Whether engaging in treatment directly or assessment for the purpose of facilitating treatment, clinicians in a doctor-patient relationship assume an empathic, trusting and nonjudgmental stance with their patients. The patient’s perception of his or her circumstances is primary and the clinician advocates for the patient by using professional expertise to relieve the patient’s suffering. Forming a therapeutic alliance is critical for treatment to be successful. Clinicians also assume they share the same goal as their patients, which is optimal health and functioning. Therefore, the patient’s self-report is frequently the primary if not only source of information the clinician relies upon for diagnosis and treatment planning. Confidentiality restrictions limit further assessment (or corroboration) of reported symptom picture and level of functional capacity.

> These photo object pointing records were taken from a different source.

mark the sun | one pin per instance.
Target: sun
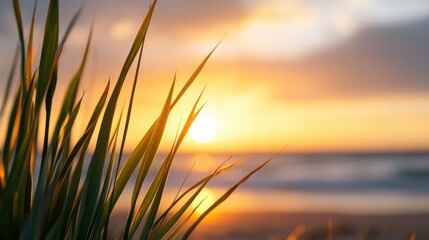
(204, 129)
(203, 201)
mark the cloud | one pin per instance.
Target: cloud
(378, 61)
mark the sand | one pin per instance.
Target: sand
(309, 226)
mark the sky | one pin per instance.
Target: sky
(316, 76)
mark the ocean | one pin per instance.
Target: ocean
(376, 183)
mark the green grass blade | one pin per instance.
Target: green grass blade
(162, 230)
(196, 185)
(18, 18)
(89, 196)
(182, 224)
(9, 83)
(193, 76)
(130, 106)
(221, 200)
(95, 224)
(29, 60)
(149, 155)
(72, 199)
(49, 47)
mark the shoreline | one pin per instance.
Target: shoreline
(271, 225)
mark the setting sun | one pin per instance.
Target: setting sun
(204, 129)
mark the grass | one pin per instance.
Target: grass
(62, 203)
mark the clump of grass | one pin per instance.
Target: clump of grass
(62, 203)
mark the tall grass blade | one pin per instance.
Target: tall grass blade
(18, 18)
(89, 196)
(221, 200)
(9, 83)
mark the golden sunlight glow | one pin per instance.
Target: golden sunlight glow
(204, 129)
(205, 199)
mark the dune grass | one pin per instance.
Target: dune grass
(62, 203)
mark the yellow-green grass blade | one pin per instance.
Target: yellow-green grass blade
(130, 106)
(193, 76)
(157, 184)
(162, 230)
(29, 60)
(49, 47)
(13, 123)
(196, 185)
(18, 18)
(89, 196)
(51, 90)
(149, 155)
(132, 162)
(70, 97)
(95, 224)
(9, 83)
(46, 177)
(54, 174)
(182, 224)
(13, 197)
(148, 196)
(72, 198)
(221, 200)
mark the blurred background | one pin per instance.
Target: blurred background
(342, 83)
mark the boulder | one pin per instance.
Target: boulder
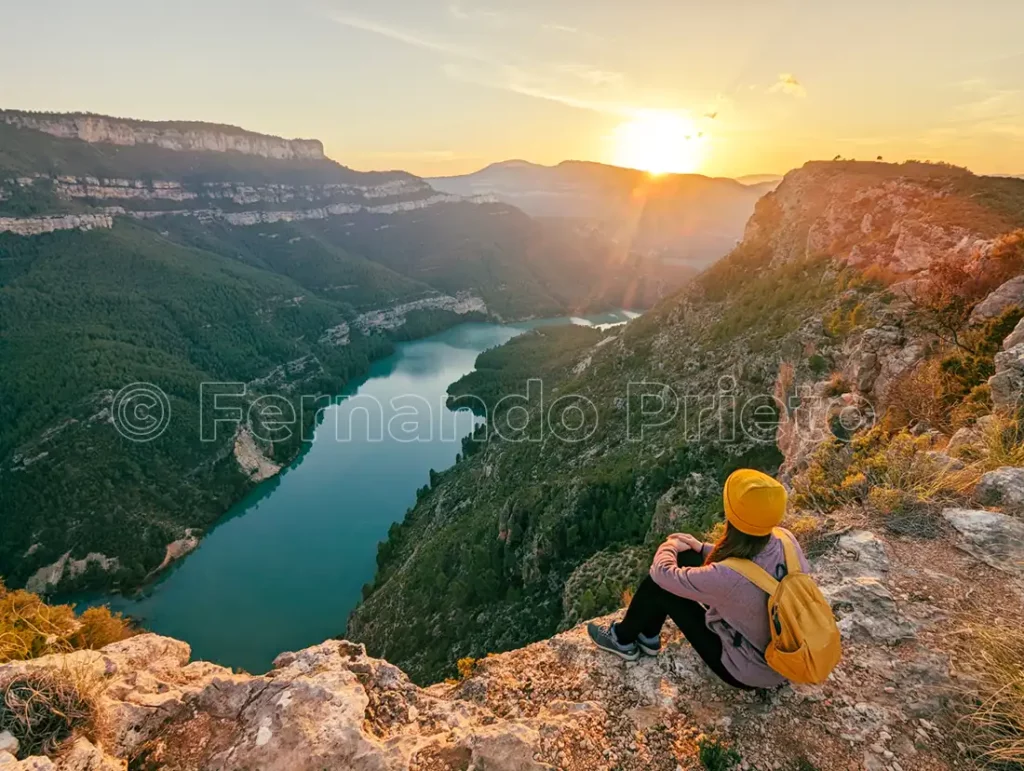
(853, 580)
(963, 441)
(1003, 298)
(1008, 382)
(995, 539)
(1016, 337)
(1003, 487)
(8, 743)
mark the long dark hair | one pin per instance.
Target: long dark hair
(736, 544)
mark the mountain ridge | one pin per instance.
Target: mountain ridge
(819, 285)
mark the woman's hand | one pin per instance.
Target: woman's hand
(683, 542)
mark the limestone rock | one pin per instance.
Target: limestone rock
(1005, 297)
(1003, 487)
(963, 441)
(996, 540)
(180, 136)
(1008, 383)
(1016, 337)
(8, 743)
(853, 580)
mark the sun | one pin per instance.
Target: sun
(659, 142)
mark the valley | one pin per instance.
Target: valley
(178, 254)
(286, 565)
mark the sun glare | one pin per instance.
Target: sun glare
(660, 142)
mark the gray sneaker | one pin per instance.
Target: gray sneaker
(649, 645)
(604, 638)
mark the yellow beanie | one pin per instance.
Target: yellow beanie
(754, 502)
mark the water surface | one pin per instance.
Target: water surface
(286, 565)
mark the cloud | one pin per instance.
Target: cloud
(546, 82)
(414, 39)
(476, 14)
(569, 30)
(535, 84)
(787, 84)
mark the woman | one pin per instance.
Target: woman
(723, 615)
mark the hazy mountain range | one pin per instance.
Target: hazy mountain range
(684, 219)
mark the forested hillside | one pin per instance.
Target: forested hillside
(124, 261)
(847, 305)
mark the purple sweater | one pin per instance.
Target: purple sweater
(733, 603)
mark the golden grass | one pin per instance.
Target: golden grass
(31, 628)
(994, 726)
(45, 708)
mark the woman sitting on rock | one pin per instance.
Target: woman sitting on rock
(723, 614)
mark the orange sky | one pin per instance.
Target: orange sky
(440, 87)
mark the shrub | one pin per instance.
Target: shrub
(889, 472)
(466, 668)
(838, 385)
(43, 708)
(30, 628)
(817, 363)
(717, 757)
(1001, 442)
(919, 396)
(994, 727)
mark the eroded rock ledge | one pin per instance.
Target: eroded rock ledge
(558, 703)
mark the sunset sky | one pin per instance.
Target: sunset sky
(440, 87)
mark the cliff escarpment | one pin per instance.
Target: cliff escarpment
(884, 390)
(174, 135)
(845, 309)
(172, 255)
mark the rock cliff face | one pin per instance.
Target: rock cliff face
(232, 203)
(175, 136)
(807, 319)
(560, 703)
(896, 218)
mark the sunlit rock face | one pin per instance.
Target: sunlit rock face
(894, 218)
(177, 135)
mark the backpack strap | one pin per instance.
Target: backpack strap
(753, 572)
(790, 547)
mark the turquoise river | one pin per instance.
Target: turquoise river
(286, 565)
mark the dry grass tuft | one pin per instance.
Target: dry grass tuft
(994, 728)
(889, 473)
(43, 709)
(30, 628)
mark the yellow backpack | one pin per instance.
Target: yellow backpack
(805, 642)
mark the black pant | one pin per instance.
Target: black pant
(651, 605)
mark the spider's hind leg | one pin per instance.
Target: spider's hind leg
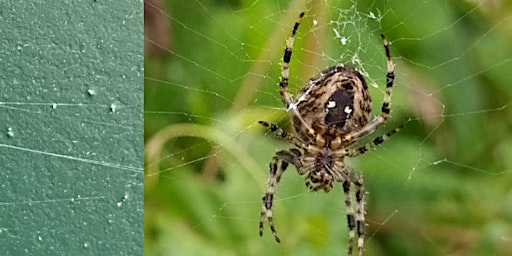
(355, 220)
(276, 171)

If a clinician is asked to testify in a legal matter on behalf of the patient, there are limitations to the type of testimony that can be offered because of the existence of a doctor-patient relationship. The clinician may testify as a fact witness, but should not offer expert opinions, unless extreme circumstances warrant it, such as the inability of the attorney to find an expert due to living in a remote area, etc. As a fact witness, the clinician can offer facts about when the patient was seen, general evaluation procedures employed, diagnosis, treatment protocol details and duration, prognosis, etc. The clinician should not offer [expert] testimony about issues indirectly related to the patient’s case, such as the empirical basis for tests employed, treatment protocol chosen or prognosis. They should similarly not opine about psycholegal matters, such as injury causation, competency, sanity, recidivism risk or fitness for duty. In doing so clinicians risk having their full testimony stricken, not to mention damaging the therapeutic relationship. Attorneys who consider using their client’s treater as an expert witness, or who send their clients for “clinical evaluation” in the interest of shortcutting, risk irreparable harm to their cases. By retaining an independent expert, attorneys can ensure that a treating clinician’s fact testimony withstands the scrutiny of the legal system and the therapeutic relationship remains intact.

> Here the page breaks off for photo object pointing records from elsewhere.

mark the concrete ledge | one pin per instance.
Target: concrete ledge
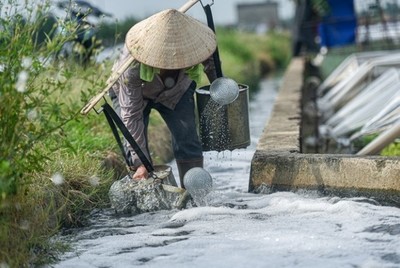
(279, 164)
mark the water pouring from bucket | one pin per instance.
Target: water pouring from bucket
(224, 91)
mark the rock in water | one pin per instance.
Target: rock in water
(128, 196)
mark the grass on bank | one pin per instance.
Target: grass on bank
(52, 168)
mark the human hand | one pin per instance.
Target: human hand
(141, 173)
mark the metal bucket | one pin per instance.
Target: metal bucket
(223, 127)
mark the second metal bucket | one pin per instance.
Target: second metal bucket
(223, 127)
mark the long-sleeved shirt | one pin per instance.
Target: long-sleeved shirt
(133, 95)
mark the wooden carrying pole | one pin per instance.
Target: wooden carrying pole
(114, 78)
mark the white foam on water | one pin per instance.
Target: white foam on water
(240, 229)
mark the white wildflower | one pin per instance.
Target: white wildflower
(4, 265)
(25, 225)
(32, 114)
(57, 179)
(94, 180)
(27, 62)
(21, 82)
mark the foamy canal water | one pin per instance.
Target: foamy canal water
(239, 229)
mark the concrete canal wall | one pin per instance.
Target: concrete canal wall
(280, 164)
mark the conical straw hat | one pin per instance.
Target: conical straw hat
(170, 40)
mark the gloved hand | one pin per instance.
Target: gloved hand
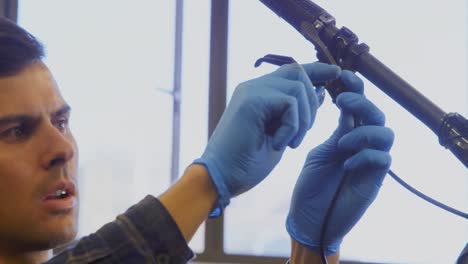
(360, 152)
(263, 117)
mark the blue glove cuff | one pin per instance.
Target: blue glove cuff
(216, 176)
(301, 238)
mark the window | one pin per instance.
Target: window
(115, 63)
(428, 49)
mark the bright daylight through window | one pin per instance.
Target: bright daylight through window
(426, 47)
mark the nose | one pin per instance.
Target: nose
(59, 147)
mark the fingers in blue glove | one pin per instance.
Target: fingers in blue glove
(295, 80)
(352, 82)
(287, 108)
(358, 106)
(368, 159)
(374, 137)
(305, 112)
(308, 73)
(368, 168)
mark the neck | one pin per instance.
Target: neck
(35, 257)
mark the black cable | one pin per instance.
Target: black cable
(427, 198)
(327, 216)
(400, 181)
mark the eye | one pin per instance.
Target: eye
(15, 133)
(62, 124)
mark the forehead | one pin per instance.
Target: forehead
(31, 90)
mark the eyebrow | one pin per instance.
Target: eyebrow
(65, 109)
(22, 118)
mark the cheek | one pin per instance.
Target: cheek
(17, 179)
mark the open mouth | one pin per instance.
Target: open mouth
(59, 194)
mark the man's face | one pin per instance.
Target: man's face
(38, 159)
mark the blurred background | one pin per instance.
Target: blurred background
(147, 80)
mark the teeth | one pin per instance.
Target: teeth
(61, 193)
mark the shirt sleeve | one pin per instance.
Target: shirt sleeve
(145, 233)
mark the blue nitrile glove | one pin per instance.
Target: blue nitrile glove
(263, 117)
(362, 152)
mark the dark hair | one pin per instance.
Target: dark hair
(18, 48)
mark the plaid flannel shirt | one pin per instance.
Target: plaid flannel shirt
(145, 233)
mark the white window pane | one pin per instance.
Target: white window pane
(194, 91)
(111, 59)
(426, 47)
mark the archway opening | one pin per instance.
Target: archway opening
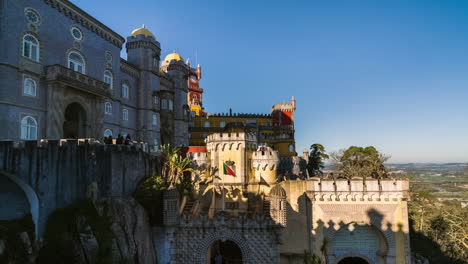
(74, 125)
(224, 252)
(353, 260)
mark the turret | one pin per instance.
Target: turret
(265, 162)
(143, 50)
(198, 71)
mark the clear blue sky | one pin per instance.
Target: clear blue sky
(392, 74)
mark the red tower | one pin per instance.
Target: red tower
(283, 113)
(195, 92)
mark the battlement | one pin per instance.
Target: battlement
(358, 189)
(73, 143)
(233, 136)
(265, 158)
(247, 115)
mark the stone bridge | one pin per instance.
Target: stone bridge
(37, 177)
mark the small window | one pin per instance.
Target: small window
(108, 108)
(125, 114)
(107, 133)
(125, 90)
(171, 105)
(31, 47)
(108, 56)
(108, 78)
(28, 128)
(155, 146)
(155, 120)
(76, 62)
(29, 87)
(164, 103)
(32, 16)
(76, 33)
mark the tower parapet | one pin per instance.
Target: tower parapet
(265, 162)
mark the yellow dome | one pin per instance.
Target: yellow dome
(143, 31)
(173, 56)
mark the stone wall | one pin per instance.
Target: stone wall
(257, 238)
(54, 174)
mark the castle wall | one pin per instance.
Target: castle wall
(320, 209)
(257, 238)
(63, 172)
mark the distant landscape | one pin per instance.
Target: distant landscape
(447, 181)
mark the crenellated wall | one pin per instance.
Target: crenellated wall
(56, 173)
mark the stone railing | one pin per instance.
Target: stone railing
(77, 80)
(358, 189)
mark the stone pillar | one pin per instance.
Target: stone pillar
(55, 111)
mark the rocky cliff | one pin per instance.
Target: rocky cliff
(88, 232)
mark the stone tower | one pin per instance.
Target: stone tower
(144, 51)
(265, 162)
(177, 71)
(278, 205)
(233, 149)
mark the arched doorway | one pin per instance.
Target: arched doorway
(74, 125)
(224, 252)
(353, 260)
(358, 243)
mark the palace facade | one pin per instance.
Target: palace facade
(61, 76)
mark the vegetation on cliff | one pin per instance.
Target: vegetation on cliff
(13, 241)
(63, 230)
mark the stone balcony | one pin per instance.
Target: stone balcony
(59, 73)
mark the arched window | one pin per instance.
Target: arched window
(155, 145)
(76, 62)
(291, 148)
(125, 114)
(155, 120)
(171, 105)
(107, 132)
(108, 78)
(30, 47)
(28, 128)
(164, 103)
(108, 108)
(29, 87)
(125, 90)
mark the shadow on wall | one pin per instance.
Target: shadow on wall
(424, 246)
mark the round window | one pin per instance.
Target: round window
(32, 16)
(76, 33)
(108, 57)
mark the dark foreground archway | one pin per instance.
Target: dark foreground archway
(353, 260)
(74, 125)
(226, 252)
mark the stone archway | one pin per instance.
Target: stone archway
(353, 260)
(31, 197)
(222, 235)
(224, 252)
(74, 125)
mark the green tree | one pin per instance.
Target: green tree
(360, 162)
(316, 157)
(174, 166)
(311, 258)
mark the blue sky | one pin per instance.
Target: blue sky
(392, 74)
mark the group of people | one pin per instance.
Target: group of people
(119, 141)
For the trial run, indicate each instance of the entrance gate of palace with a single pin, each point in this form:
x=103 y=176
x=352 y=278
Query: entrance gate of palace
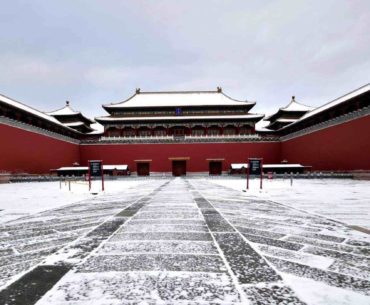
x=178 y=168
x=143 y=168
x=215 y=168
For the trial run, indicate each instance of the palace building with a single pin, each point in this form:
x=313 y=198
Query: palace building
x=179 y=115
x=287 y=115
x=187 y=132
x=73 y=119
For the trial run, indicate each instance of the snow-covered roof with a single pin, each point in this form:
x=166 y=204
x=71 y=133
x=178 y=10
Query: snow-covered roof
x=67 y=110
x=179 y=118
x=106 y=167
x=286 y=120
x=293 y=106
x=245 y=165
x=74 y=124
x=97 y=129
x=178 y=99
x=336 y=102
x=29 y=109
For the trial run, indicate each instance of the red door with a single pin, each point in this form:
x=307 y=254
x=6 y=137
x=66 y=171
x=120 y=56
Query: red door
x=178 y=168
x=215 y=167
x=143 y=168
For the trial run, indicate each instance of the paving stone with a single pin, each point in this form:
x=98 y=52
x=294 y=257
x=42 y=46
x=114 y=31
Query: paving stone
x=47 y=244
x=272 y=295
x=153 y=262
x=203 y=203
x=161 y=236
x=273 y=242
x=174 y=247
x=248 y=266
x=107 y=228
x=356 y=259
x=328 y=277
x=324 y=237
x=147 y=288
x=217 y=223
x=351 y=269
x=324 y=244
x=12 y=259
x=193 y=215
x=8 y=271
x=165 y=228
x=260 y=232
x=297 y=256
x=358 y=243
x=32 y=286
x=143 y=222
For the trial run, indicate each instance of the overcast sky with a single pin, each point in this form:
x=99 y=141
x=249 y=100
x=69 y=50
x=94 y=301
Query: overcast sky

In forensic evaluations, the role of the examiner is to aid fact-finders, be they judges, juries, civil commissioners’ boards and the like, in rendering decisions and making determinations. Examiners use their professional expertise to offer opinions regarding an individual’s legal and/or functional capacities, extent of cognitive or emotional injury, etc., in the form of an expert report, expert testimony or both. They may also assume a behind-the-scenes consultative role, reviewing another expert’s work or otherwise preparing an attorney for direct or cross examination. The emphasis of the expert’s work is solely to facilitate ultimate legal and administrative decisions, in which the examiner does not directly take part. Unlike clinical examiners, for whom the subjective experience of the patient and relief of their symptoms are primary, for forensic examiners these issues are secondary (we like to say our clinical hats are never off, just on backwards). In fact, forensic examiners are prohibited ethically from fostering the perception that they are in a “helping role,” and their neutrality and objectivity impedes the formation of a therapeutic alliance. The opposite is also true, though many treaters fail to appreciate the inherent conflict in assuming an expert role when a doctor-patient relationship exists. Finally, if a clinician’s professional training has emphasized the primary nature of the therapeutic relationship and treatment concerns, s/he may experience difficulty adjusting to the different focus of the forensic role.